Unless the votes mysteriously appear, there is little likelihood the recount will produce definitive answers.

 

Without a paper trail of voter-verified paper ballot receipts, there is little for elections officials to compare with the system's electronic memory.

 

"I look at what happened in this race as a stroke of fate," Muntz said. "It is an unfortunate -- but prime -- example of the problem. Some people might call it the perfect storm. We tried to talk with the elections supervisor and county commissioners about this possibility."

 

Lest anyone underestimate Muntz, the Delmar, N.Y., native is a 1965 Radcliffe College graduate who majored in English, received a Harvard University degree, spent 18 years as a General Electric unit manager and six more as a Merrill Lynch retail broker.

 

"My mother was an American history teacher and dad a biological chemist with a Ph.D.," she said, "so my decision to work in industry at GE was a total shock to them. Their academic influence probably played a role in my decision to pursue the charter initiative."

 

In 1997, Muntz moved to Venice when her mother was stricken with Alzheimer's Disease.

 

"Mom was an angel.
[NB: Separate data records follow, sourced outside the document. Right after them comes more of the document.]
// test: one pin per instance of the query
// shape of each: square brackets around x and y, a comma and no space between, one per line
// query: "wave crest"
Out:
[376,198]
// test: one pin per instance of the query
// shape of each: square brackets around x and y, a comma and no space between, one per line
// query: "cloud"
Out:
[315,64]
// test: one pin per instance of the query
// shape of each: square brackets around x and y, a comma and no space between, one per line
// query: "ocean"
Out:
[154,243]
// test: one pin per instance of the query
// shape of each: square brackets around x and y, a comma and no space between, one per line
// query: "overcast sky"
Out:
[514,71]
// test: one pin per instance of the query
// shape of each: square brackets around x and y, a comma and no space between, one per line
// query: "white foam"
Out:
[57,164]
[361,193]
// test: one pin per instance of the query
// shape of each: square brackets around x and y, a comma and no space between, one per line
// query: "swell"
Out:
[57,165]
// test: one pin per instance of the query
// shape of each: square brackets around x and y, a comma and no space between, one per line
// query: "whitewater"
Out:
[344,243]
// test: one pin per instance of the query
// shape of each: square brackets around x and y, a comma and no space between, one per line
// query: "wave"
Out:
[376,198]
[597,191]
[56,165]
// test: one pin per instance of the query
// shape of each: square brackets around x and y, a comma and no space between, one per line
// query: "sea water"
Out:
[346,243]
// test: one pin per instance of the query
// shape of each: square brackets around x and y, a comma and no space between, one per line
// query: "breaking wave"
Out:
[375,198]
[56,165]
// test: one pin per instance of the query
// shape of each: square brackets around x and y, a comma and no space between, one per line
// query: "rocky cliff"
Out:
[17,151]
We lived in a mobile home for three years and people were wonderful to us," she said, "but as she became fuzzier and fuzzier, it became too difficult to handle."

 

'Re-involved'

 

When counselors at a small assisted-living facility in the Venice area finally convinced Muntz her mother would be well taken care of by professionals, she reluctantly turned over the responsibility and began to connect with a community she'd had little time for.

 

"I'd been trapped," she said. "Then I got re-involved in the world."

 

Muntz helped organize the Unitarian Universalist Congregation of Venice church and a Montessori charter school, while at the same time educating herself on paperless touch-screen electronic voting machines.

 

"In 2004, I participated in 'A Computer Ate My Vote Day' series of demonstrations and helped organize three in Broward, Lee and Sarasota counties," she said. "When Bill Moyers did a PBS segment on them, it gave us a little press and Web sites began to form all over the country."

 

Now, in the wake of a tumultuous mid-term general election, the country is starting to focus on Sarasota County and its search for more than 18,000 votes.

 

The irony is not lost on Muntz and her small band of petitioners who sounded a warning.

 

"We'd like to see our attorney meet with the county's attorney and avoid any more court hearings," she said. "Florida law is working in our favor. The initiative language probably could be improved, but the substance and merit is there. We should work things out."